Pennsylvania is so Pennsylvania right now. Unlike the rest of the country, Pennsylvania is usually 4-8 years behind the country on every political landscape and this past election proved just that. Last election, the state finally had the crazy caucus of the Republican Party take over the House and Senate. Thankfully, we have a newly elected Democratic Governor. But here we go with the "LETS DRUG TEST WELFARE RECIPIENTS" argument. Because it's worked so well in other states.
More below the fold.
Authors Note: I have recently taken a job in Harrisburg, Pennsylvania (our state capitol) as a producer and a capitol correspondent for a local progressive radio show. I hope to keep on bringing you "the crazy" as it unfolds on a day to day basis on our blog - The Raging Chicken Press - and on my diary. Most of what I write will be cross posted from my blog. Enjoy, and I look forward at keeping yall informed on the crazy.

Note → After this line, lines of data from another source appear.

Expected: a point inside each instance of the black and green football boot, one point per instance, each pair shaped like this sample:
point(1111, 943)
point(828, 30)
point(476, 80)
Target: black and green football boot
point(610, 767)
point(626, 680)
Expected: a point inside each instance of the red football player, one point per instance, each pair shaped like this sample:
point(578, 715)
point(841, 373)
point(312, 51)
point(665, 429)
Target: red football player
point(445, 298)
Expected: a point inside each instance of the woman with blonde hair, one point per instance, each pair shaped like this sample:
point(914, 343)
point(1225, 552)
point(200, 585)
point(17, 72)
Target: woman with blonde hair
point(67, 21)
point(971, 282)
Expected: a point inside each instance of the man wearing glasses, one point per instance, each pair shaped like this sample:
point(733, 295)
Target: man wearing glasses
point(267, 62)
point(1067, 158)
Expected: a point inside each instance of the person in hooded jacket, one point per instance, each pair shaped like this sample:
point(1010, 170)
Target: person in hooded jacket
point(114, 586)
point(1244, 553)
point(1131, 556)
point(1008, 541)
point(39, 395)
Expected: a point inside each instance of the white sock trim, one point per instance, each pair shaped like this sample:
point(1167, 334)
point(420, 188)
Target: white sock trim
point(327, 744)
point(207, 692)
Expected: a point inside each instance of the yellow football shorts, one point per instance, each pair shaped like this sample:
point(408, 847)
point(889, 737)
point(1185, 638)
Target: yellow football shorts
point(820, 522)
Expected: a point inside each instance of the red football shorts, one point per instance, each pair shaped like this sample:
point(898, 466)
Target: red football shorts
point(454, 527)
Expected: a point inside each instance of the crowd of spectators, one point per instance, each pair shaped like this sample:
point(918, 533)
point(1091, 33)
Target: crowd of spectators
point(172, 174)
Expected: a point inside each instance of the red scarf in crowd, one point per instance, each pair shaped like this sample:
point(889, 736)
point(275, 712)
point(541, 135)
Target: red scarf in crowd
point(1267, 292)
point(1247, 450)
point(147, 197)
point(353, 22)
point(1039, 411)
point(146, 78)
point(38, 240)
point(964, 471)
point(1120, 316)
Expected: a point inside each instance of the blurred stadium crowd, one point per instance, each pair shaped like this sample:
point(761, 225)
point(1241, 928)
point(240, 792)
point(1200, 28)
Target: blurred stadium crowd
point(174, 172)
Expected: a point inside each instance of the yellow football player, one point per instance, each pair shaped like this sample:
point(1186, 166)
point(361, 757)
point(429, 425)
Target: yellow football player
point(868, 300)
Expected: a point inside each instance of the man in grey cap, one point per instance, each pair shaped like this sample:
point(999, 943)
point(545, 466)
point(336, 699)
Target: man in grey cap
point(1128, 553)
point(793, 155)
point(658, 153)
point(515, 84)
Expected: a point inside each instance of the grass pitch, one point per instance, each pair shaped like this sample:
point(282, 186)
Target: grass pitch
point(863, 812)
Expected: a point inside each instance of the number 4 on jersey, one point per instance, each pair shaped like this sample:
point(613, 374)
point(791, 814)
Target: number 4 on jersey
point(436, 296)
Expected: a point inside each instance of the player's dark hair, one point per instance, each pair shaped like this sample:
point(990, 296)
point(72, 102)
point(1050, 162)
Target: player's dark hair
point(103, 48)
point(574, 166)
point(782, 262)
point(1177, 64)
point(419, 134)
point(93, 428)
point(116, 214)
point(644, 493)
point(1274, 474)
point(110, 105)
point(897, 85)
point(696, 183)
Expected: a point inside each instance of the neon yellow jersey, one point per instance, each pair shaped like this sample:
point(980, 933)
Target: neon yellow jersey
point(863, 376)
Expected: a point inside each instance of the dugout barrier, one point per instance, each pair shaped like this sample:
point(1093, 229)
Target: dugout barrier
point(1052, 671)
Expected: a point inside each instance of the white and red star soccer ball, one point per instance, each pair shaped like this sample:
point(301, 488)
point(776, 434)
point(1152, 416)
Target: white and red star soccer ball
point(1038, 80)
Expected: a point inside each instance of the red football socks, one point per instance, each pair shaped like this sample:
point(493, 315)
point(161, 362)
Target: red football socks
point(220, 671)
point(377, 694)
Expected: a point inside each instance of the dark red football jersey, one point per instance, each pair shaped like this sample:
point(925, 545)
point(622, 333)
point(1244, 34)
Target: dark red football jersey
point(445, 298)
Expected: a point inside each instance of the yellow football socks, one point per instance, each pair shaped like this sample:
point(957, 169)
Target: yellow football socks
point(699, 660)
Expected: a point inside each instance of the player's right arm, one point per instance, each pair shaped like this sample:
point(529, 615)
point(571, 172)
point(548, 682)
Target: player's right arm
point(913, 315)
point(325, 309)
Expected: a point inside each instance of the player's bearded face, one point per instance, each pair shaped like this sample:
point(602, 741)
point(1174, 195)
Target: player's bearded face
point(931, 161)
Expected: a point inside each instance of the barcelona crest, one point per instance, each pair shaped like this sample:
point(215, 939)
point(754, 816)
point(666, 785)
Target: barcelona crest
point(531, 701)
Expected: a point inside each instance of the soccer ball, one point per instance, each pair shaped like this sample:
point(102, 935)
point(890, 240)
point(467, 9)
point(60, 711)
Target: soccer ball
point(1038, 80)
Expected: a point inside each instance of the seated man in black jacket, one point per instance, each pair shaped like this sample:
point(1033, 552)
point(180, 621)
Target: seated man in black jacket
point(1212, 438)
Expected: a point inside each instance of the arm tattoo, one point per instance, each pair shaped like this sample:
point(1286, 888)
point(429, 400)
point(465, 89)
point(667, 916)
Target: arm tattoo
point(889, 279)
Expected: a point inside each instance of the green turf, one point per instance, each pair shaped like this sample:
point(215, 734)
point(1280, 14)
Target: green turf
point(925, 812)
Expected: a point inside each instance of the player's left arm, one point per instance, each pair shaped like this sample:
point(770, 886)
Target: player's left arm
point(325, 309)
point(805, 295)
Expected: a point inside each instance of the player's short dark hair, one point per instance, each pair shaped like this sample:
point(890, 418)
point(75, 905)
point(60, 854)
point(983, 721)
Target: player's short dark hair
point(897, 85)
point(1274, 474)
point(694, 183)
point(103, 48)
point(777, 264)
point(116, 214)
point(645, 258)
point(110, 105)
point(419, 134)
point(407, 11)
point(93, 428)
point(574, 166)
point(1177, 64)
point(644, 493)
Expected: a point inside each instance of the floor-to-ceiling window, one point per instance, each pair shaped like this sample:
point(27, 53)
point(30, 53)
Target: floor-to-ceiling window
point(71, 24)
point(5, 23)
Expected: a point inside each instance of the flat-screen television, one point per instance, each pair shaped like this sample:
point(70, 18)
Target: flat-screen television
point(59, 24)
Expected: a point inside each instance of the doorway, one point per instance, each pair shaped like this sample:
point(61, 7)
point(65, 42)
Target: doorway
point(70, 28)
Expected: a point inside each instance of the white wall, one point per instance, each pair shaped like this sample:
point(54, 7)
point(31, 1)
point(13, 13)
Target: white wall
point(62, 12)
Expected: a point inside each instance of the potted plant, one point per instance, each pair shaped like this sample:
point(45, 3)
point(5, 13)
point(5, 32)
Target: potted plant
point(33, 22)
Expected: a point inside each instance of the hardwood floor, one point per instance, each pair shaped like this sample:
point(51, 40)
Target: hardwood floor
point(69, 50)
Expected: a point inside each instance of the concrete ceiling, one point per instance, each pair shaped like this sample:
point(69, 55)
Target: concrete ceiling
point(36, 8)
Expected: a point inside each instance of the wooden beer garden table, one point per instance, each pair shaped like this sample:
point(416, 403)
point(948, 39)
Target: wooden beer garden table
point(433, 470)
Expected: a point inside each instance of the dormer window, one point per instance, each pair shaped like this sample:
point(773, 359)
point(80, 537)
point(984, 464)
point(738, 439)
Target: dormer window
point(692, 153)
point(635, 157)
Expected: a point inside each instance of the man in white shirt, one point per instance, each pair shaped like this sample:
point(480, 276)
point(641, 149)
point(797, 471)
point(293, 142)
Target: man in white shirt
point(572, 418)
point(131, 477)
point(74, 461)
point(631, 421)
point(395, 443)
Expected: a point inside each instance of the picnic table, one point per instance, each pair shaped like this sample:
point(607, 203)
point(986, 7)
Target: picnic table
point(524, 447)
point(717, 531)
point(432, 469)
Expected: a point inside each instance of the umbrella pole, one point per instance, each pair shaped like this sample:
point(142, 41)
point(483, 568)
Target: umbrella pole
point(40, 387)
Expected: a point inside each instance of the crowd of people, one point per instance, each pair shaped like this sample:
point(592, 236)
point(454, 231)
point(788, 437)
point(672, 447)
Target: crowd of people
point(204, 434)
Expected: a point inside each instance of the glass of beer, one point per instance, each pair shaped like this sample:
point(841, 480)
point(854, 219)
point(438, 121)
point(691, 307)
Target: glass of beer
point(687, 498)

Crossposted from the Raging Chicken Press
Prior to Tom Wolf’s inauguration, the crazy caucus has introduced a lot of bills that punches down on the poor and working class, but there are two bills that take aim at welfare recipients. The two bills – or co-sponsorship memos – were circulated by Jerry Knowles (HCO 280) and Tim Krieger (HCO 765) and they are designed to drug testing welfare recipients.
Knowles’ co-sponsorship memo would randomly drug test welfare recipients because his “constituents are frustrated with what they see as abuse of some state welfare programs, such as access cards” and continues with “this is money which is, in many cases, being wasted on those who choose not to work and spend state money on illegal and illicit drugs.” At the end of his memo, Knowles thinks that anyone who receives assistance from the state of Pennsylvania are people who turn to the state for a “paycheck,” and they should meet the same standards of being privately employed.
Even though Krieger’s co-sponsorship memo doesn’t use the dog-whistle rhetoric that runs rampant through Knowles’ memo, Kriger would like to take it one step further and drug test all welfare recipients. In his memo, Knowles stated that “all applicants and recipients to be screened for illegal drugs in order to be eligible for public assistance.”
There is really no need for these bills to be sent to Governor Wolf’s desk in the upcoming session because drug testing welfare recipients have been a total waste of time and money in states that have signed similar legislation into law. Over the summer, Think Progress reminded everyone that in Tennessee only one person in 800 failed a drug test. Think Progress wrote:
In the month since it began, six people submitted to a drug test and just one tested positive out of the 812 people who applied. Four were turned down for benefits because they refused to participate in drug screening. That means a positive rate of 0.12 percent for those who took part in the screening. That compares to the 8 percent of state residents generally who use illegal drugs.
About a month later, Time Magazine reported that Florida, another state who enacted similar legislation that Krieger and Knowles are pursuing, only “2.6 percent of applicants tested positive,” and like Tennessee, Florida “has an illegal drug use rate of 8 percent.”
If Knowles, Krieger and the other Republicans who signed onto these co-sponsorship memos were “fiscal conservatives,” which is a pillar of modern conservatism, then they would obviously not be pursuing this legislation, but that is not about being fiscally conservative. These bills are a poor shaming mechanism that are littered with dog whistle talking points for their conservative base and as Knowles pointed out in his memo, this legislation is designed to attack “the other” people who “choose not to work,” “abuse the welfare system” and use the “state’s money on illegal and illicit drugs.”
Pennsylvania is experiencing the crazy caucus takeover four to six years after the rest of the county, and last winter, they elected Mike Turzai to House Speaker and staged a coup in Senate by ousting Dominic Pileggi for the more conservative Jake Corman. Sure, it’s a possibility that these bills won’t reach Governor Tom Wolf’s desk, but it’s a possibility that they may just send him bad bill after bad bill to make him look like an ineffective governor.